這非常非常需要排序列表。 做一個 5 寬的樂隊是矯枉過正的,看起來 3 寬的樂隊總是能給出正確的答案,但我沒有足夠的信心去做。
def improve_matching (list1, list2, matching):
# We do DP forward, trying a band that is 5 across, building up our
# answer as a linked list. If our answer changed by no more than 1
# anywhere, we are done. Else we recursively improve again.
best_j_last = -1
last = {-1: (0.0, None)}
for i in range(len(list1)):
best_j = None
best_cost = None
this = {}
for delta in (-2, 2, -1, 1, 0):
j = matching[i] + delta
# Bounds sanity checks.
if j < 0:
continue
elif len(list2) <= j:
continue
j_prev = best_j_last
if j <= j_prev:
if j-1 in last:
j_prev = j-1
else:
# Can't push back this far.
continue
cost = last[j_prev][0] + (list1[i] - list2[j])**2
this[j] = (cost, [j, last[j_prev][1]])
if (best_j is None) or cost <= best_cost:
best_j = j
best_cost = cost
best_j_last = best_j
last = this
(final_cost, linked_list) = last[best_j_last]
matching_rev = []
while linked_list is not None:
matching_rev.append( linked_list[0])
linked_list = linked_list[1]
matching_new = [x for x in reversed(matching_rev)]

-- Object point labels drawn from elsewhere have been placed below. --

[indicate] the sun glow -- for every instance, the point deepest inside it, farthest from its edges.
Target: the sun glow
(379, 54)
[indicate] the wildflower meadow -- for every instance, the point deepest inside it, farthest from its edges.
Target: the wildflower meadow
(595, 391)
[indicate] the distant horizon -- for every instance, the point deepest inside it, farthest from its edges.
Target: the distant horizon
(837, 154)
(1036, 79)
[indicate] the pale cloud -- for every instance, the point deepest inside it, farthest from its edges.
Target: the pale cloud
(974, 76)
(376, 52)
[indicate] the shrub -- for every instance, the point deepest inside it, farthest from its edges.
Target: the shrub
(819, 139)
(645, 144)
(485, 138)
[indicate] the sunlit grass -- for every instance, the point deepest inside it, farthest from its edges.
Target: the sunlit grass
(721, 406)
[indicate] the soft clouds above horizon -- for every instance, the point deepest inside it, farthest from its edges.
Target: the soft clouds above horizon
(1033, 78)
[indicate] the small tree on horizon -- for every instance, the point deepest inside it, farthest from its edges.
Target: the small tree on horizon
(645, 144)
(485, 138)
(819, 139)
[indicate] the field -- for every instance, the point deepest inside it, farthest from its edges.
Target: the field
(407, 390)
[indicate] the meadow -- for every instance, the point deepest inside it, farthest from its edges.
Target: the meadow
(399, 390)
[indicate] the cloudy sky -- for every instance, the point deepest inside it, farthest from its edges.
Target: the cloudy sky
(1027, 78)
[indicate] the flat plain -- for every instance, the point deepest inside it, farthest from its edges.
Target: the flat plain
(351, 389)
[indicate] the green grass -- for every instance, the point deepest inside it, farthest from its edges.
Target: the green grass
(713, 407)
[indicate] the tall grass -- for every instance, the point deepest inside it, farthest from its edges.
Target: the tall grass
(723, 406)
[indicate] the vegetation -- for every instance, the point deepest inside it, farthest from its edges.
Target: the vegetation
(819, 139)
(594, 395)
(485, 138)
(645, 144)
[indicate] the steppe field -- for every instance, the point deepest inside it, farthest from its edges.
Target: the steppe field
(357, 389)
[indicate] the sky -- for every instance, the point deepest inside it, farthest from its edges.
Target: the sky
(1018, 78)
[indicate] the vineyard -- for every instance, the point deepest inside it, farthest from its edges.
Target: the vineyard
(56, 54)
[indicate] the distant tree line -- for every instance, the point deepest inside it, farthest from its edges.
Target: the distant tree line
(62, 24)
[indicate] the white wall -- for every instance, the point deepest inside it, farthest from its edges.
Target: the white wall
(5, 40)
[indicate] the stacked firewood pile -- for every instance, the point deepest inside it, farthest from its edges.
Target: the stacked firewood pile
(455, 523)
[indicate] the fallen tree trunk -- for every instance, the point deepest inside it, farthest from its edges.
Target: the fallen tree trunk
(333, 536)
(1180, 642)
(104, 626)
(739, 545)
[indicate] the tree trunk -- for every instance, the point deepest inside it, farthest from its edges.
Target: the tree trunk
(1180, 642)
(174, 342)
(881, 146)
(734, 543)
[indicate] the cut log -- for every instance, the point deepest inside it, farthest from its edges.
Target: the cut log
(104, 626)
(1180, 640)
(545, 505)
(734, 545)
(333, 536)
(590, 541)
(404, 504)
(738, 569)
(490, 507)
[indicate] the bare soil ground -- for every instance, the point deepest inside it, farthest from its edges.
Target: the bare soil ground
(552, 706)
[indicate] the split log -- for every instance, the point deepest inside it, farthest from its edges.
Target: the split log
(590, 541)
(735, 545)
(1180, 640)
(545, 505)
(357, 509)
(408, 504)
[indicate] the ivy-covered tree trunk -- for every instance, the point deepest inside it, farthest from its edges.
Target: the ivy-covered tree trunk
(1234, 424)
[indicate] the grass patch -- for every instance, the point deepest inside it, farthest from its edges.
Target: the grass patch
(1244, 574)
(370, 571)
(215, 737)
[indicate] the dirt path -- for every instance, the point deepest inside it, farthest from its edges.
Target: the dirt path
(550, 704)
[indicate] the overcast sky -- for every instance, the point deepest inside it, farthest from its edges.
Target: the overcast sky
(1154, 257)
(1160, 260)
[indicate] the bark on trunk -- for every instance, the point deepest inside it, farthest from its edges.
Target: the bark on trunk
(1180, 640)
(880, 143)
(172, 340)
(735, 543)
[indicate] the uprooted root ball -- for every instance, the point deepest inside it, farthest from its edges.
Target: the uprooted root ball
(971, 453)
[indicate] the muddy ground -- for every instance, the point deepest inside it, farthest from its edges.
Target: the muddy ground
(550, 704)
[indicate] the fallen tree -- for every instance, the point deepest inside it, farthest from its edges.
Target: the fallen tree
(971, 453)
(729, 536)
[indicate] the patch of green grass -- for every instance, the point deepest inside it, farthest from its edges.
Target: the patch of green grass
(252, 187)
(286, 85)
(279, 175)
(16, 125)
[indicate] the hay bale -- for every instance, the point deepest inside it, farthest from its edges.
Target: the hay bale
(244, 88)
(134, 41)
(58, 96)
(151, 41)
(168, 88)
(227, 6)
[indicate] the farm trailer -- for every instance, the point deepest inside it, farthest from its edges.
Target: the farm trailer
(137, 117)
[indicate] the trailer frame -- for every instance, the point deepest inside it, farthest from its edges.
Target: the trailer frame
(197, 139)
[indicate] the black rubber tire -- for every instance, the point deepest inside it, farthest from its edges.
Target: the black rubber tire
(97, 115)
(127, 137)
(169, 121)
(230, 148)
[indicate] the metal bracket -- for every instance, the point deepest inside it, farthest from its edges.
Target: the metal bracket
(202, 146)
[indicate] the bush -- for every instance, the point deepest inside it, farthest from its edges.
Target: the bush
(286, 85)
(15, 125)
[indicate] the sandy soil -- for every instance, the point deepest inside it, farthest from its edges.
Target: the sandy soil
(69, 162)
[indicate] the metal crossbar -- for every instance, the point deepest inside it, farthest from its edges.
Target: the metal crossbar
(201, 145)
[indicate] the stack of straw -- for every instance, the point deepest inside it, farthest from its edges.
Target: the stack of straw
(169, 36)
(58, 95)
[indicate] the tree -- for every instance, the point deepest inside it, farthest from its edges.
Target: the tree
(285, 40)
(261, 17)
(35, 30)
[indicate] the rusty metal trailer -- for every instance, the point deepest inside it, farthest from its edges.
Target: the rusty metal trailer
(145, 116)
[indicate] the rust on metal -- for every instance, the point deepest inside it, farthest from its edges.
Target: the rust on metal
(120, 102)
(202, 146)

for i in range(len(matching_new)):
if 1 < abs(matching[i] - matching_new[i]):
print "Improving further" # Does this ever happen?
return improve_matching(list1, list2, matching_new)
return matching_new
def match_lists (list1, list2):
if 0 == len(list1):
return []
elif 1 == len(list1):
best_j = 0
best_cost = (list1[0] - list2[0])**2
for j in range(1, len(list2)):
cost = (list1[0] - list2[j])**2
if cost < best_cost:
best_cost = cost
best_j = j
return [best_j]
elif 1 < len(list1):
# Solve a smaller problem first.
list1_smaller = [list1[2*i] for i in range((len(list1)+1)//2)]
list2_smaller = [list2[2*i] for i in range((len(list2)+1)//2)]
matching_smaller = match_lists(list1_smaller, list2_smaller)
# Start with that matching.
matching = [None] * len(list1)
for i in range(len(matching_smaller)):
matching[2*i] = 2*matching_smaller[i]
# Fill in the holes between
for i in range(len(matching) - 1):
if matching[i] is None:
best_j = matching[i-1] + 1
best_cost = (list1[i] - list2[best_j])**2
for j in range(best_j+1, matching[i+1]):
cost = (list1[i] - list2[j])**2
if cost < best_cost:
best_cost = cost
best_j = j
matching[i] = best_j
# And fill in the last one if needed
if matching[-1] is None:
if matching[-2] + 1 == len(list2):
# This will be an invalid matching, but improve will fix that.
matching[-1] = matching[-2]
else:
best_j = matching[-2] + 1
best_cost = (list1[-2] - list2[best_j])**2
for j in range(best_j+1, len(list2)):
cost = (list1[-1] - list2[j])**2
if cost < best_cost:
best_cost = cost
best_j = j
matching[-1] = best_j
# And now improve.
return improve_matching(list1, list2, matching)
def best_matching (list1, list2):
matching = match_lists(list1, list2)
cost = 0.0
result = []
for i in range(len(matching)):
pair = (list1[i], list2[matching[i]])
result.append(pair)
cost = cost + (pair[0] - pair[1])**2
return (cost, result)
上面有一個錯誤。 它可以用match_lists([1, 3], [0, 0, 0, 0, 0, 1, 3])
來演示。 然而,下面的解決方案也是O(n)
,我相信沒有錯誤。 不同之處在於,我不是尋找固定寬度的帶,而是尋找由先前匹配動態確定的寬度。 由於在任何給定的點上看起來匹配的條目不超過 5 個,因此該數組的O(n)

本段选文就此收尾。